I've been exploring routes to the places I go. I have traded my short-but-riddled- with-car-traffic route to campus, for a longer route that lets me glide under the train tracks we now live on the wrong side of, instead taking the automobile overpass. The friendly little bike and pedestrian tunnel leads to a bike path along the tracks. Sometimes a homeless man settles there, a kind of itinerant peddlar, with colourful bundles spread around him, hailing passersby. A fixture. Sometimes a train whistles by, on the other side of a wire fence you'd have to be pretty determined to get over (some people are). The bike path runs behind a medical centre, a shopping mall and the high school football pitches. It takes me almost the whole way to an opening in a fence with direct access to campus, via more sports fields (grass hockey, baseball, volleyball, a collection of swimming pools and a sport I don't recognise played with polo-type bats).

I could probably get to Ikea on my bike too, but I may not be ready for that yet. No train in that direction, but a 6-lane interstate highway to cross. And how would I get my big boxes back home?

 

Frank Bidart, "The Fourth Hour of the Night" (Poetry Magazine, May 2015)

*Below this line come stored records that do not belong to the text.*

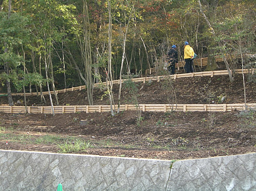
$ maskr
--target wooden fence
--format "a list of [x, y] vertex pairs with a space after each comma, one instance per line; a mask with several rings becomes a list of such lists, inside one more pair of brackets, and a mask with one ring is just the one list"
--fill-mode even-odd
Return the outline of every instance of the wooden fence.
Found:
[[[234, 57], [236, 55], [234, 55]], [[223, 62], [223, 58], [220, 56], [215, 56], [215, 60], [217, 62]], [[208, 63], [208, 57], [206, 57], [204, 58], [200, 58], [194, 59], [193, 64], [195, 65], [197, 65], [198, 67], [200, 67], [201, 68], [203, 67], [205, 67], [207, 65]], [[184, 67], [185, 65], [185, 61], [182, 61], [178, 62], [176, 65], [177, 67]], [[154, 68], [151, 68], [151, 72], [155, 73], [156, 71], [158, 70], [162, 70], [163, 69], [163, 66], [158, 66]], [[148, 75], [150, 73], [150, 69], [147, 69], [145, 70], [145, 75]]]
[[[253, 70], [250, 69], [244, 69], [244, 74], [248, 74], [251, 72], [253, 74], [255, 72], [255, 69]], [[242, 69], [238, 69], [236, 70], [237, 74], [242, 74]], [[167, 77], [170, 77], [171, 79], [176, 79], [179, 78], [184, 78], [184, 77], [204, 77], [204, 76], [210, 76], [213, 77], [214, 76], [223, 76], [223, 75], [228, 75], [229, 72], [227, 70], [216, 70], [216, 71], [203, 71], [199, 72], [194, 72], [194, 73], [185, 73], [185, 74], [175, 74], [173, 75], [167, 75], [167, 76], [152, 76], [152, 77], [147, 77], [143, 78], [133, 78], [132, 80], [134, 82], [143, 82], [146, 83], [146, 82], [150, 80], [151, 81], [157, 81], [160, 82], [161, 79], [163, 79]], [[115, 80], [113, 81], [113, 84], [119, 84], [120, 82], [123, 83], [125, 81], [128, 80], [128, 79], [123, 79], [122, 81], [120, 82], [120, 80]], [[96, 83], [94, 84], [95, 87], [99, 87], [100, 85], [106, 85], [107, 84], [106, 82], [103, 82], [101, 83]], [[73, 91], [75, 90], [82, 90], [86, 88], [85, 85], [80, 86], [77, 87], [72, 87], [68, 89], [65, 89], [63, 90], [57, 90], [56, 93], [58, 94], [59, 93], [65, 93], [67, 91]], [[43, 94], [44, 95], [49, 94], [49, 92], [43, 92]], [[53, 94], [53, 91], [51, 91], [51, 94]], [[1, 94], [0, 94], [0, 96]], [[23, 96], [23, 93], [12, 93], [12, 96]], [[36, 92], [31, 92], [31, 93], [26, 93], [26, 96], [37, 96]]]
[[[247, 107], [255, 108], [256, 104], [247, 104]], [[117, 106], [115, 106], [117, 109]], [[137, 110], [142, 112], [168, 112], [171, 111], [177, 112], [226, 112], [234, 110], [245, 109], [244, 104], [140, 104], [140, 107], [134, 105], [123, 105], [120, 106], [120, 111]], [[52, 114], [51, 106], [28, 106], [28, 113]], [[55, 114], [70, 113], [77, 112], [107, 112], [110, 111], [109, 105], [99, 106], [54, 106]], [[25, 106], [0, 106], [0, 112], [7, 113], [26, 113]]]

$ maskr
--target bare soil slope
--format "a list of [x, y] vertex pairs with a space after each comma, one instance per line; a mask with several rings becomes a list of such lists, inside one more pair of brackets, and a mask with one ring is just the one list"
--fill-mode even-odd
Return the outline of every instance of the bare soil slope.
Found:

(from Part X, the Taoist Master to the Great Khan)

 

Because you could not master whatever

enmeshed you

 

you became its slave — 

 

You learned this bitterly, early.

In order not to become its slave

 

you had to become its master.

 

You became

its master.

 

Even as master, of course, you remain its slave.

 

I was listening to Bidart read his poem this morning and when I came to these lines they felt like a commentary on the argument I was having with myself here yesterday: mastery versus refusal of mastery (or is it the appearance of the refusal of mastery?) or Yeats and Auden versus Beckett and Zbigniew Herbert. I suppose mastery is another word for power, over words, over people. Blanchot in The Book to Come, which I am still reading, has a chapter on Beckett in which he analyzes Beckett's silences, that I think is relevant, too, although I only partly understand it. Bidart's poem is a take on the whole existential problem of why write--and a lot of other things--being itself the performance of this argument in a long narrative poem ostensibly about power, or mastery. I was skeptical when I began to listen to it; by the end I felt Bidart had--had what? Well, he moved me.